The privilege of free speech
“We’re all free to disagree with one< another in this forum, but at a bare minimum we need to keep the conversation civil and treat one another with respect.”
We have all heard this interjection by a sane and sensible person when an online conversation has become too heated. Heck, many of us have been that sane and sensible person. I personally tend not to play that role online, but I certainly have as a teacher. In fact, my syllabi routinely set out guidelines for discussion that include treating other people with respect, considering that you might be wrong, and always trying to take the most charitable interpretation of what someone else is saying.
I’m now getting uncomfortable about that. Explaining why will take a story in three parts.
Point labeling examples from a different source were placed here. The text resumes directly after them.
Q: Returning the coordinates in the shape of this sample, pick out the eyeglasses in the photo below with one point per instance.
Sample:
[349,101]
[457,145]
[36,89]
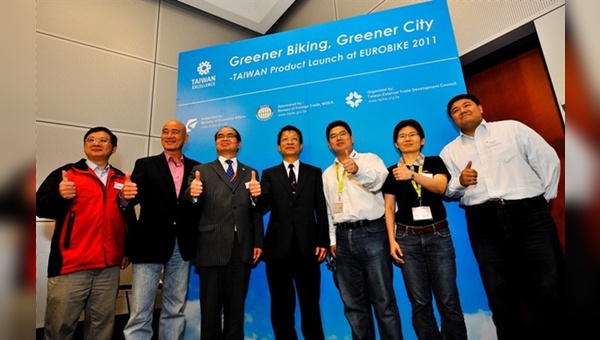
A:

Part One: I was brought up by my Jewish, very liberal parents to value free speech, especially for people who disagree with us. We were the sort of ACLU family that in 1978 defended the right of American Nazis to march through Skokie, Ill., a town chosen because of the significant number of Holocaust survivors who lived there. My father, who was a soldier in World War II, agreed. The best counter to a bad idea was not to suppress it but to put orth a better idea, or so we believed.
Origins of free speech
That belief and the U.S. Constitution’s guarantee of free speech resulted from the Enlightenment commitment to reason. You should be able to sit down with your worst intellectual enemy and be ready to change your mind if they show you they’re right. And if in your mind you see two 18th century aristocratic men talking calmly over a cup of coffee in a charming European cafe as horse-drawn carriages clip-clop past, you’ve got the right picture: privileged men with little at stake except their ideas. Of course, we eventually and reluctantly expanded this picture to include women and people of all colors. At least in theory.
Even so, those sorts of conversations almost never happen, especially about core beliefs held so deeply that they are functionally perceptions.
Part Two: Recently, I watched as one of the elders of a mailing list I’m on stepped in to try to calm a heated argument by genteelly suggesting that our conversations be mutually respectful.
And that took it from brush fire to forest inferno. I won’t try to speak for the people from marginalized communities who were especially angry. Instead, I’ll tell you the two major points I learned from what they were saying, without promising that I was hearing them right. Both, shamefully, should have been obvious to me.
First, free speech absolutism of the sort I espoused is fine for people who aren’t being harmed by god-awful speech. It’s a position made easy by privilege, expecially since I’ve come to believe that logical argument rarely—never?—changes people’s mind about core issues. And since we’ve learned that the free circulation of bad ideas can easily lead to stronger belief in bad ideas, free speech is starting to seem like an indulgence for those who do not bear the brunt of bad speech.
Who gets to decide what can be said where? I don’t know, but I’d be happy if we took as our common primary task enabling our nation to live up to its ideals, and if that means marginalizing speech that works against those ideals, maybe that’s what we should be doing. I don’t know, but I’m more open to that idea than I ever thought I’d be.